Harry si sdraiò di nuovo sul divano. La faccia premuta contro lo schienale e le gambe rannicchiate al petto. Respirava come qualcuno gli aveva insegnato a fare in caso di panico. Prendeva fiato a bocca aperta, inspirava come uno che sta per annegare e poi espirava sentendo quasi la mancanza di ogni singola particella di anidride carbonica che lasciava andare. Poi ricominciava. Dentro ossigeno, fuori anidride carbonica, cercava di immaginarsi come una macchina, un macchinario che svolge semplici azioni. Inspira, espira. Una macchinario, ecco. Sarebbe stato così bello. Solo azioni meccaniche e previste, niente sentimenti, niente dolore lancinante per la mancanza del corpo di Louis addosso, delle sue braccia a proteggerlo.
Inspira, espira.
Harry chiuse gli occhi continuando a respirare nel modo più rumoroso possibile. Ecco un’altra cosa che aveva odiato del modo di andarsene di Louis.
Non se n’era andato sbattendo la porta, urlando, facendo casino. Era andato via quasi in silenzio... quasi come a far sì che nessuno se ne accorgesse.
Inspira, espira.
Harry odiava il modo in cui Louis era andato via, gli ricordava il modo in cui avrebbe potuto morire. Improvvisamente, senza preavviso, in modo silenzioso, non programmato. In modo che qualcuno quasi potrebbe non accorgersene.
Inspira, espira.
Si leccò le labbra. Perché era andato via? Voleva dire che a Louis non importava che lui era malato? Voleva dire che ... che non gli importava nulla, che Harry avrebbe dovuto affrontare la malattia da solo?

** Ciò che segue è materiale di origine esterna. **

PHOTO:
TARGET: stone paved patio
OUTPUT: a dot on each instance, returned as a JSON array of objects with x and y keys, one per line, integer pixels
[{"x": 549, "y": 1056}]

Era difficile da dire, perché Louis non capiva? Era difficile dire: sono malato, potrei lasciarti per sempre. Era difficile e Harry voleva Louis fosse felice, nient’altro.
Perché non lo capiva? Harry non aveva mentito, avevo solo omesso questa cosa... era andato via senza dire niente, ok, aveva sbagliato ma... ma lo aveva fatto perché aveva paura, aveva paura di tutto. Di far star male Louis, di morire davanti a Louis, così, da un momento all’altro.
Aveva paura...
Perché Louis era andato via così?
Inspira, espira.
“Harry?” aveva domandato la voce di Niall. Il biondo si era sporto oltre lo schienale del divano e aveva trovato Harry raggomitolato su se stesso.
“... è tutto ok?”
Harry aveva scosso la testa continuando nella sua respirazione meccanica senza sentimenti.
Niall si era guardato intorno e aveva registrato già dal primo passo in salotto l’assenza di Louis.
“... cos’è successo?” aveva chiesto girando intorno al divano e sedendosi accanto all’amico.
Harry aveva scosso di nuovo la testa. Non doveva essere distratto, doveva continuare a respirare senza pensare a niente.
“... vuoi un bicchiere d’acqua? Ti calmi e mi spieghi cos’è successo?”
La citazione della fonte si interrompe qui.